# Question on canning potatoes...time? precook?



## illinoisguy (Sep 4, 2011)

I read somewhere that you should pre-boil the potatoes and soak them in lemon juice.....do you?

I was just going to cut the skin off and cube them in 1 inch pieces. I read that 35 minutes is the time. Can anyone give a quick idea on what they do? Thanks.


----------



## Ciffer (Sep 13, 2010)

I don't even take the skins off. 

Lemon juice will help keep the color but it isn't needed. I am not sure what the advantage of pre-cookings could be, maybe to reduce expansion while processing. Personally I fill about 3/4 of the way full with potatoes then fill to the headspace then process for whatever the book says (it has been a few months and I don't remember the times).


----------



## TJN66 (Aug 29, 2004)

I dont precook either. I do take off the skins and cut them up into chunks.


----------



## GrandmaKitty (Apr 20, 2012)

I've never precooked, either.

If you've never used canned potatoes, understand that they don't *act* like fresh.  They will never mash nicely or taste exactly like fresh. 

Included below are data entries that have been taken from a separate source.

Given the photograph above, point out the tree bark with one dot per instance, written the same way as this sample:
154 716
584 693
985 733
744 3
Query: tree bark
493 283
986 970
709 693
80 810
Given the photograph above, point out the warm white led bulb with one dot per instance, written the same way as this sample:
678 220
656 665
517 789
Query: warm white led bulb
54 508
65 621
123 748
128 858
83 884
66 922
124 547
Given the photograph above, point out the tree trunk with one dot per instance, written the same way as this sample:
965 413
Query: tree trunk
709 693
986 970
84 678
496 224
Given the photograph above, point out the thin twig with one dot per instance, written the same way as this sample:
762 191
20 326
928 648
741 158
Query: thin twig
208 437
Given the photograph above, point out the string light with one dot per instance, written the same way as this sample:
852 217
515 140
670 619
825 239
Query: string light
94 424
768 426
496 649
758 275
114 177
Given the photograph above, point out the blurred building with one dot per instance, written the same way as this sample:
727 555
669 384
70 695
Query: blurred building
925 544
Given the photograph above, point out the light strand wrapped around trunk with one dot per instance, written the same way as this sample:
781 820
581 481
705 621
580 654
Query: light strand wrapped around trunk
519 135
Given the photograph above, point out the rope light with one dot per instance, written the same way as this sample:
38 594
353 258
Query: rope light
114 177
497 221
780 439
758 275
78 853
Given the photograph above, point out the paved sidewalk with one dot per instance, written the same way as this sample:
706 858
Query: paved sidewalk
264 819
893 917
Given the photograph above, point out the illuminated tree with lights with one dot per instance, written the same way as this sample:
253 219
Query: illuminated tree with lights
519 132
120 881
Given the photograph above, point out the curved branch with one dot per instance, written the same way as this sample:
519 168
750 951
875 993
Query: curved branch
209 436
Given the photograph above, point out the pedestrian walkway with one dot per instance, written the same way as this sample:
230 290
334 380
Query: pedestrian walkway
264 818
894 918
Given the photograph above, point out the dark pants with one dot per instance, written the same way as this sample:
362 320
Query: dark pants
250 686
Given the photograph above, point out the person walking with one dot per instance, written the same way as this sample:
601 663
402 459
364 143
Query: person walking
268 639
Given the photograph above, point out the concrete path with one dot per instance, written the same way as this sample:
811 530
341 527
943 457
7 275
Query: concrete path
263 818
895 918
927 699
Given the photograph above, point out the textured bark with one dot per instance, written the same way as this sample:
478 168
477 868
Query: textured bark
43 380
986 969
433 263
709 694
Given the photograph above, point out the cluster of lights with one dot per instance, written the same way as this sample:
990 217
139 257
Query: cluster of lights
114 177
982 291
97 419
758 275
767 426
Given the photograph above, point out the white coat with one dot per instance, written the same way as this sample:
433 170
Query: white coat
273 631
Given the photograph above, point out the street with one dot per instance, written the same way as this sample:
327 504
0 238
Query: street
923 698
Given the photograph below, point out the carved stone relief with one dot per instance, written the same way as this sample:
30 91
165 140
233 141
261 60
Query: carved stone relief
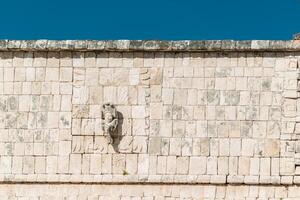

They kind of take on a greyish color, and they're best used in stews, casseroles, or fried in (preferably) bacon grease. Some say they take on a different kind of "metallic" taste.

Before you do a lot of them, try them to see if you like them. You can try a can from the grocery store and they're similar to home-canned.

Can I post a link to Mrs Survival, or is that a no-no? Somebody was asking about canned potato uses there just recently. Home Canned Potato - use? - MrsSurvival Discussion Forums


----------



## Ciffer (Sep 13, 2010)

I find the canned potatoes from the grocery store tend to have the metallic taste and are not nearly as good as home canned. One nice thing about canned potatoes is that they are pre-cooked in the jar so all you need to do is get them hot and serve them. Makes for quick breakfasts.


----------



## Turkeyfether (Dec 10, 2004)

I think the greyish tint after canning must come from maybe older potatoes.Mine stay white. Once , years ago, they had that greyish color. Starch? I don't know. I think different kinds of potatoes would affect that also.I can all my smaller potatoes and also the remaining potato from seed potatoes after I cut off the eyes. (As long as they were not treated with anything)

I love using them for scalloped potatoes. I drain them, slice & toss them in a brownie pan, grate asagio cheese (lots! yum!) and sauteed onions.A liittle milk on the bottom of the pan.Mix well and layer more asagio cheese on top, bake (350F) til golden brown ontop & melted cheese.Since the potatoes were already cooked, the prep time doesn't take long. >


----------



## Ciffer (Sep 13, 2010)

Turkeyfether said:


> I think the greyish tint after canning must come from maybe older potatoes.Mine stay white. Once , years ago, they had that greyish color. Starch? I don't know. I think different kinds of potatoes would affect that also.



I agree, probably depends on the variety. Mine seem to all be grayish or all stay white. I rarely can fresh potatoes unless I have too many to eat late summer. I usually can the ones I don't eat in the winter when they start getting soft and sprouting to keep them from going to waste.


----------



## jmtinmi (Feb 25, 2009)

I've never had potatoes that turn grey, but when I cut them up I throw them in a large bowl with water in it~~and a splash of vinegar. This seems to rinse off the starch from the cubing. 

I cube up the potatoes using a pampered chef garnisher THE PAMPERED CHEF Crinkle Cutter / Slicer / Chopper / Garnisher Krinkle w/ Guard | eBay

that cuts the cubes with ripples. This garnisher allows me to cut up a 10lb bag in a hurry! After I have a huge bowl full I start placing the cubes into freshly washed jars. After all the jars are full, I add salt and cover with boiling water. Add the lids & rings and pressure can for 40 minutes.

These get used up fast for breakfasts fried potatoes, soups and stews, and even used for a quick potato salad. Glad that new crop potatoes will be coming on soon. I want to can up all of my 20oz pints+ jars.


----------



## Karenrbw (Aug 17, 2004)

My potatoes don't turn gray either. I use them mainly in soups and casseroles. I think there is a huge difference in the taste of home canned potatoes and store bought canned potatoes.


----------